Yvie Yao, MJLST Staffer
Atlantic mackerel, like sardines and herring, are small forage fish. Not only are they vital prey for seabirds and larger fish like bluefin tuna and cod, but also essential for the survival of ocean wildlife.
Although Atlantic mackerel are resilient to fishing pressure and bycatch risk, scientists announced this year that fishing activities along the coast have added too much pressure to the population of mackerel. That being said, Atlantic mackerel is overfished. On February 28, 2018, the federal government, unsurprisingly, declared that the catching cap for mackerel had been reached and the mackerel fishing season was officially closed for the rest of this year.
To prevent overfishing of a species, the Magnuson-Stevens Fishery Conservation and Management Act requires that local fish councils create a rebuilding plan as soon as possible, not to exceed 10 years. Conservative practices endorse setting a shorter rebuilding timeline with lower catch levels so that the species can recover as quickly as possible. Setting longer timelines with higher catch levels is risky. The species might be commercially inviable sooner than the projection and the council is less likely to reach its goal of rebuilding the under-stocked population. Moreover, low stock of the species is likely to negatively impact healthy and sustainable living of its predators in the ocean system.
The Magnuson-Stevens Act has been effective since it was first passed in 1976. Two amendments in 1996 and 2006 furthered the interest of fishery conservation, requiring local councils to place all overfished stocks on strict rebuilding timelines and mandate hard limits on total catches. These science-based provisions have recovered 44 fish stocks around the country and have generated $208 billion in sales in 2015 for fishermen.
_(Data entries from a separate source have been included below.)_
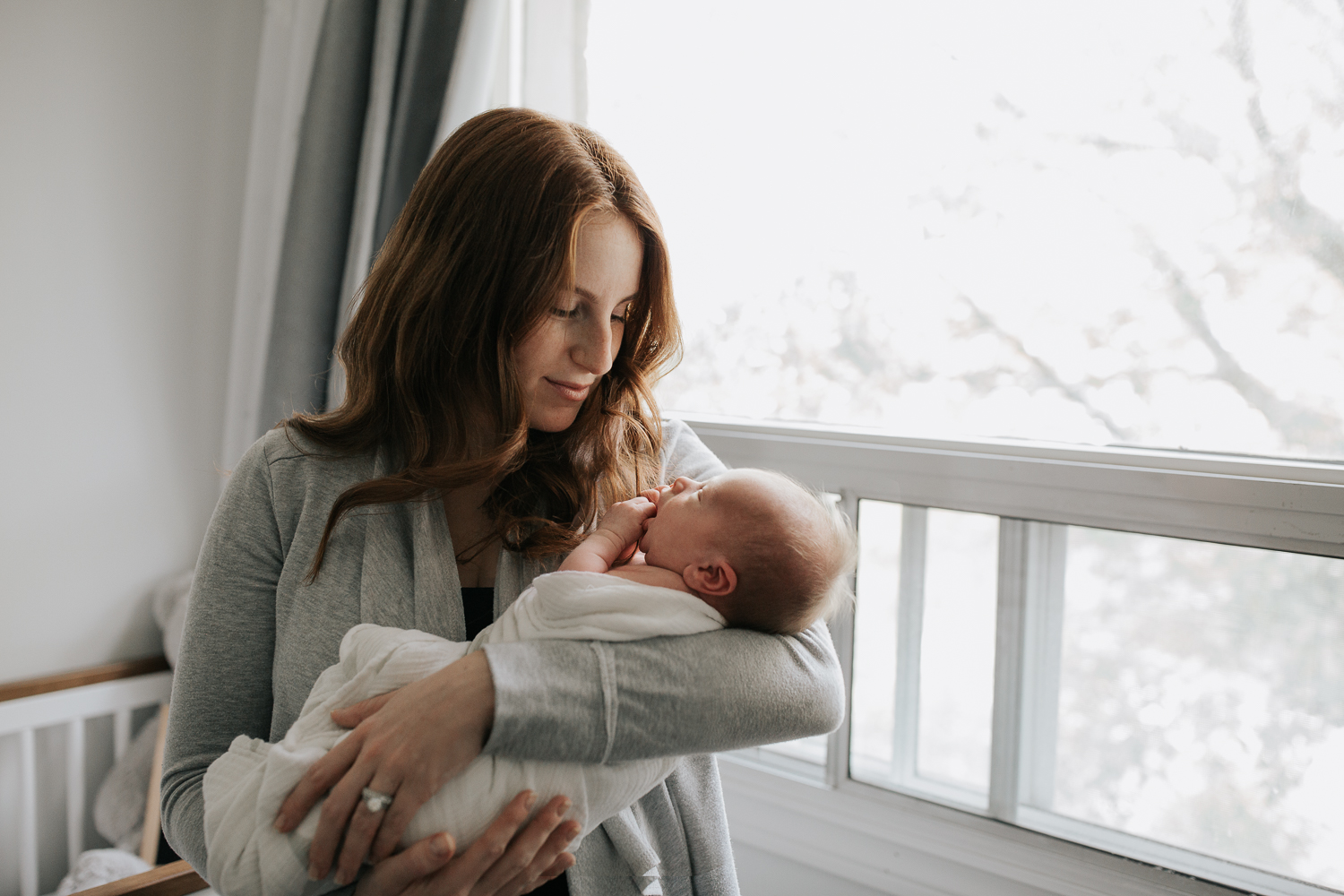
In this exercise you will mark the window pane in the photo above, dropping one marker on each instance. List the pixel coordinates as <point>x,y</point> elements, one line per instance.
<point>1202,699</point>
<point>902,215</point>
<point>957,656</point>
<point>922,697</point>
<point>873,710</point>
However, this effective ocean fishery conservation law is facing challenges. On July 11, 2018, the House passed H.R. 200: Strengthening Fishing Communities and Increasing Flexibility in Fisheries Management Act. The bill, if it becomes law, would change rules about requirements to rebuild overfished stocks and allow councils to consider changes in an ecosystem and the economic needs of the fishing communities when establishing annual catch limits.
Recreational fishing and boating industry groups vehemently support this bill. They argue that the proposed changes would give alternatives to local councils to manage fish stocks, save taxpayers money, and modernize the management of recreational fishing.
Environmentalists and commercial fishermen oppose this bill. They argue that the proposed bill would let local councils rehabilitate them as fast as practicable, rather than rebuilding stocks as fast as possible, leading to looser regulation. The bill would also remove annual catch limits for short-lived species and ecosystem-component species, where forage fish including Atlantic Mackerel fall into the category. This backtrack from science-based policy would further delay restocking of forage fish and might even drive some species to commercial extinction.
It is unknown whether H.R. 200 will be passed in the Senate. Another companion bill S.1520, Modernizing Recreational Fisheries Management Act of 2017, envisions the same goal as H.R. 200. Will we be able to eat Atlantic Mackerel in the next ten years? The answer is uncertain. Regardless, the vote against such bill is a chance to “affirm that science, sustainability, and conservation guide the management of our ocean fisheries.”